My mom sells houses in the Philadelphia area, and she asked me for a Google+ invitation, because her real estate colleagues were discussing it at work. Most real estate business comes from referrals, so agents use Facebook and LinkedIn to stay in touch with former clients.

When I asked her about why she’d be interested in Google+ compared to Facebook, she said: “”They were thinking that Google would be better than Facebook because it would be easier to categorize people.” In particular, she is concerned about what she shared with whom. “People don’t have to know politically where I’m coming from, you have to be very cautious about what you say.” She doesn’t want to talk about politics with her potential customers looking on.

This is a counterexample to Robert Scoble’s hypothesis that “Mom and Dad” don’t care about choosing who you share with and are perfectly fine with Facebook as it is. Yishan Wong, formerly of Facebook, posted a sophisticated variant of this opinion on Quora, saying that on Facebook people assume they are talking to their friends, and if someone is not included in the conversation, they should have the social graces to stay out of it. But that’s not how my mom saw it, she didn’t assume that if she talked about Barack Obama, that everybody who didn’t happen to be her political buddies would stay out of it. She assumed controversial topics would start arguments, and people who weren’t in the conversation would make judgements, and that wasn’t a good thing.
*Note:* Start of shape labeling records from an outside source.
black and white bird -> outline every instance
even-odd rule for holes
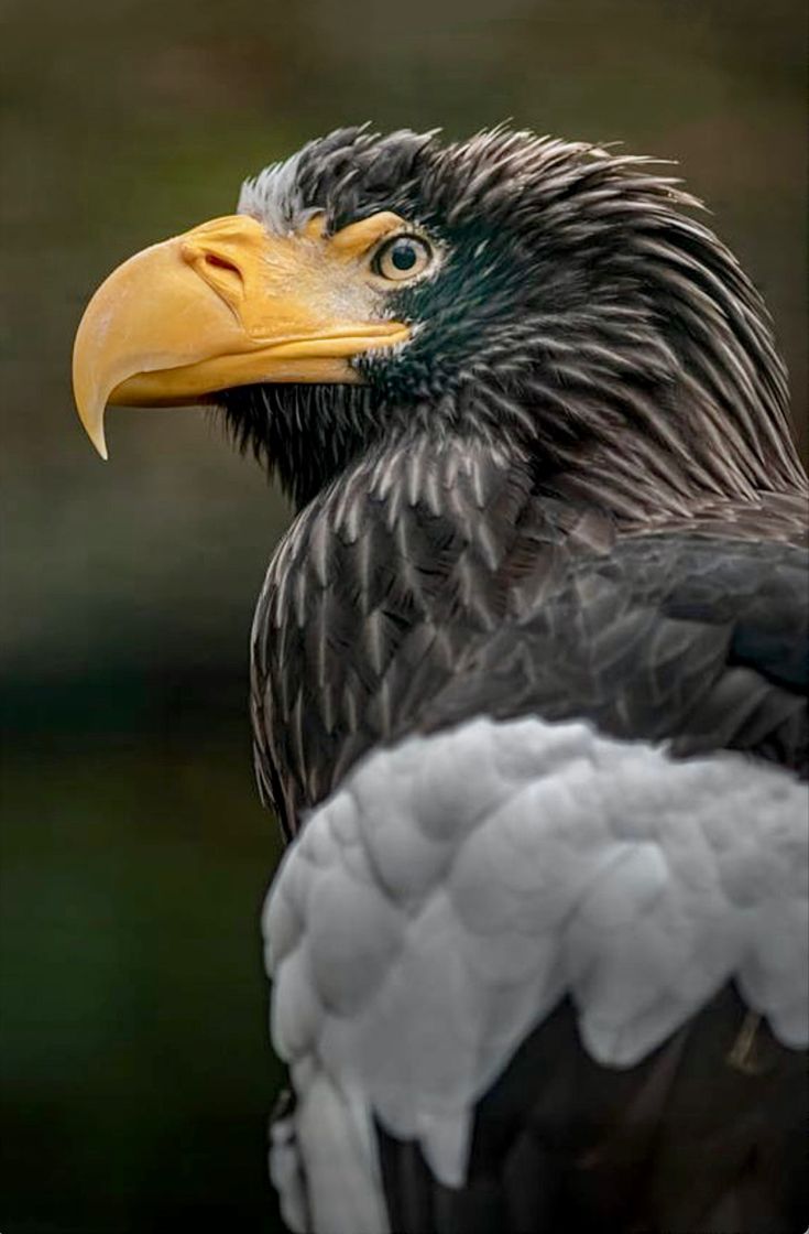
[[[90,302],[76,402],[212,401],[296,515],[253,632],[317,1234],[800,1234],[807,479],[655,164],[345,128]]]

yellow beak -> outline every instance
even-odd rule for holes
[[[393,216],[387,220],[397,222]],[[154,244],[92,296],[73,349],[81,423],[107,457],[107,404],[171,406],[259,381],[355,381],[349,360],[408,337],[372,320],[359,258],[393,222],[269,236],[233,215]]]

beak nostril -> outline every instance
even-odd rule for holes
[[[220,270],[229,270],[232,274],[237,274],[242,278],[242,271],[234,262],[228,262],[226,257],[220,257],[217,253],[206,253],[205,264],[213,265]]]

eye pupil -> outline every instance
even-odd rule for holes
[[[412,281],[430,263],[433,253],[419,236],[393,236],[377,251],[372,270],[393,283]]]
[[[413,244],[408,244],[407,241],[400,244],[395,244],[391,251],[391,262],[397,270],[412,270],[418,260],[416,248]]]

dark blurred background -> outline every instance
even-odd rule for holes
[[[804,0],[5,0],[2,1234],[275,1228],[245,713],[287,521],[202,412],[83,437],[99,280],[323,130],[513,117],[680,160],[805,443]]]

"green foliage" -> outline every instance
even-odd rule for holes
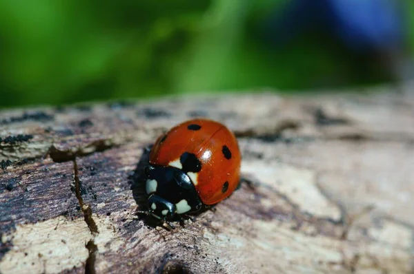
[[[0,107],[302,89],[346,75],[346,56],[323,40],[277,51],[257,39],[257,23],[283,2],[0,1]]]

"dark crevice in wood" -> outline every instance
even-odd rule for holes
[[[77,157],[86,156],[95,152],[102,152],[107,149],[117,147],[116,145],[108,143],[105,140],[99,140],[92,143],[85,148],[79,148],[73,151],[70,150],[62,151],[52,145],[48,151],[55,162],[64,162],[73,161]]]
[[[321,108],[316,109],[313,116],[315,117],[315,123],[318,125],[329,126],[351,124],[350,121],[343,118],[329,117]]]
[[[88,204],[83,202],[83,199],[82,198],[81,193],[81,182],[79,178],[79,171],[76,158],[73,160],[73,165],[75,168],[75,186],[76,198],[77,198],[78,200],[79,201],[79,205],[81,206],[81,209],[82,209],[82,211],[83,212],[85,222],[86,222],[89,230],[92,235],[99,233],[98,227],[92,218],[92,209]]]
[[[186,266],[179,262],[168,261],[161,271],[162,274],[190,274]]]
[[[77,162],[76,162],[76,158],[73,160],[73,167],[75,169],[75,186],[76,197],[78,199],[79,205],[81,207],[81,209],[82,209],[82,212],[83,213],[83,218],[85,219],[85,222],[86,222],[86,224],[88,224],[88,227],[89,228],[89,230],[92,236],[92,239],[89,240],[89,242],[88,242],[88,244],[86,244],[86,246],[89,252],[89,256],[86,260],[86,263],[85,264],[85,273],[95,274],[95,253],[96,251],[98,250],[98,247],[94,242],[94,238],[99,232],[98,231],[98,226],[97,226],[97,224],[95,222],[95,220],[92,217],[92,213],[90,207],[88,204],[85,204],[83,202],[83,199],[82,198],[81,193],[81,182],[79,180],[79,169]]]

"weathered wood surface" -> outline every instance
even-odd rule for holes
[[[411,87],[3,111],[0,272],[414,273]],[[255,188],[151,227],[135,215],[137,164],[197,116],[236,133]]]

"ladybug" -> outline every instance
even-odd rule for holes
[[[228,197],[240,180],[237,140],[224,125],[196,118],[158,138],[144,169],[148,210],[160,221],[182,221]],[[173,227],[173,226],[172,226]]]

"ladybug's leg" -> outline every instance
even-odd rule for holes
[[[166,226],[165,226],[164,227],[166,227],[169,231],[170,231],[172,229],[175,229],[175,226],[174,226],[172,224],[171,224],[171,223],[170,223],[169,222],[165,221],[164,224],[166,224]]]
[[[187,219],[190,220],[191,222],[194,222],[194,218],[190,215],[184,214],[184,216],[186,217]]]
[[[145,151],[148,153],[151,151],[151,149],[152,148],[152,147],[154,146],[154,145],[148,145],[146,147],[145,147]]]
[[[181,218],[179,218],[179,225],[181,226],[181,227],[184,227],[184,220]]]
[[[147,216],[148,216],[148,215],[150,215],[150,212],[149,212],[149,211],[143,211],[143,210],[137,210],[137,211],[135,211],[135,213],[136,213],[137,214],[145,214],[145,215],[146,215]]]

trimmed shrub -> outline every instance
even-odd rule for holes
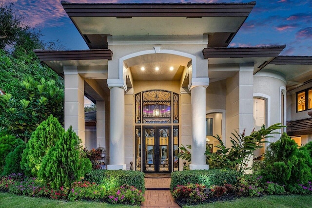
[[[22,155],[20,166],[26,175],[37,176],[42,158],[64,132],[58,119],[52,115],[40,124],[33,132]]]
[[[138,171],[97,170],[86,174],[85,179],[90,182],[104,185],[107,190],[128,185],[134,186],[144,193],[144,175],[143,172]]]
[[[198,184],[209,187],[225,184],[235,184],[240,174],[232,170],[211,169],[208,170],[184,170],[171,173],[170,189],[173,191],[177,185],[188,183]]]
[[[7,155],[5,158],[5,165],[3,168],[2,175],[8,175],[15,172],[23,172],[20,168],[20,163],[21,161],[21,155],[25,148],[26,144],[23,141],[13,151]]]
[[[90,160],[80,145],[81,140],[71,126],[43,157],[38,172],[39,179],[49,183],[52,189],[69,187],[91,170]]]

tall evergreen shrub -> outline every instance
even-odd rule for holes
[[[37,128],[22,155],[21,168],[26,175],[37,176],[42,158],[64,132],[58,119],[52,115]]]
[[[80,145],[81,140],[70,128],[43,157],[38,176],[53,189],[69,187],[92,170],[92,164]]]
[[[298,145],[284,132],[280,140],[271,144],[266,152],[264,179],[291,189],[293,186],[312,180],[312,159],[309,151]]]
[[[21,139],[17,138],[4,132],[0,133],[0,173],[5,165],[5,158],[19,145],[25,144]]]
[[[13,151],[11,151],[5,158],[5,165],[3,168],[2,175],[9,175],[14,173],[23,173],[20,168],[20,163],[23,151],[26,148],[26,144],[23,141],[17,146]]]

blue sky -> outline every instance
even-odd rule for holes
[[[15,3],[26,23],[47,42],[58,39],[66,49],[88,47],[63,9],[60,0],[4,0]],[[67,0],[70,2],[248,2],[229,0]],[[286,44],[281,55],[312,56],[312,0],[258,0],[230,47]]]

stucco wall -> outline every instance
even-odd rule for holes
[[[286,89],[285,79],[281,76],[273,73],[259,72],[254,76],[254,96],[268,100],[266,103],[268,126],[281,123],[281,89]],[[275,142],[279,138],[279,135],[275,138],[268,138],[271,142]]]

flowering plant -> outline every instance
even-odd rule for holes
[[[188,204],[194,204],[205,201],[209,196],[204,193],[204,185],[188,184],[186,186],[177,185],[172,192],[173,197],[177,200],[186,200]]]
[[[125,204],[139,205],[144,201],[144,194],[134,186],[123,185],[113,189],[108,196],[112,204]]]
[[[82,199],[104,201],[107,196],[107,191],[102,186],[88,181],[74,182],[67,196],[72,201]]]

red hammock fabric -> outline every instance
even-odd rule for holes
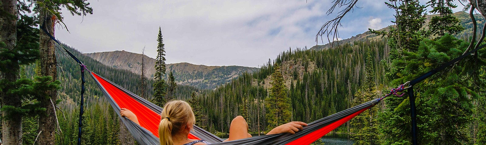
[[[104,79],[102,79],[96,73],[92,72],[91,73],[100,84],[104,87],[108,94],[112,96],[116,96],[112,98],[120,108],[126,108],[131,111],[137,116],[140,126],[150,131],[154,135],[159,137],[158,124],[160,121],[160,116],[159,114],[141,104]],[[199,139],[191,134],[188,137],[191,139]]]
[[[301,137],[300,138],[295,140],[292,142],[289,143],[287,145],[310,145],[313,143],[316,140],[321,138],[324,136],[326,134],[328,134],[330,131],[334,130],[336,128],[339,127],[343,124],[344,124],[347,121],[349,121],[352,118],[356,116],[358,116],[361,113],[363,112],[365,110],[366,110],[370,107],[372,106],[369,106],[364,109],[362,109],[359,111],[355,112],[353,114],[347,116],[346,117],[343,118],[342,119],[339,119],[335,122],[332,122],[330,124],[326,126],[325,127],[321,128],[317,130],[314,131],[313,132],[308,134],[304,136]]]

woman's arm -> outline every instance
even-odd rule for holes
[[[122,115],[122,117],[126,117],[128,119],[140,125],[140,123],[139,123],[139,119],[137,118],[137,116],[133,112],[132,112],[131,111],[130,111],[130,110],[126,108],[122,108],[122,110],[120,110],[120,115]]]
[[[282,133],[295,134],[295,132],[298,132],[304,129],[302,126],[307,126],[307,123],[300,121],[290,122],[273,129],[270,132],[268,132],[267,135]]]

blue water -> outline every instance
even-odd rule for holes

My Mom is not in the tech world, has never heard of TechCrunch, has no idea who Robert Scoble is. Using “women” in general as a proxy for nongeeks is a bad idea, by my mom in specific is a nongeek. The Facebook sharing dilemma is part of her life, and she’s looking forward to Google+ to help solve it. Facebook’s List UI to control sharing would be too complicated for her to use, and it will be very interesting to see if she finds circles easy to handle.

The techie stereotype that people don’t care and won’t bother is condescending – it will be interesting to see how my mom and other nontechies react when they get hold of Google+.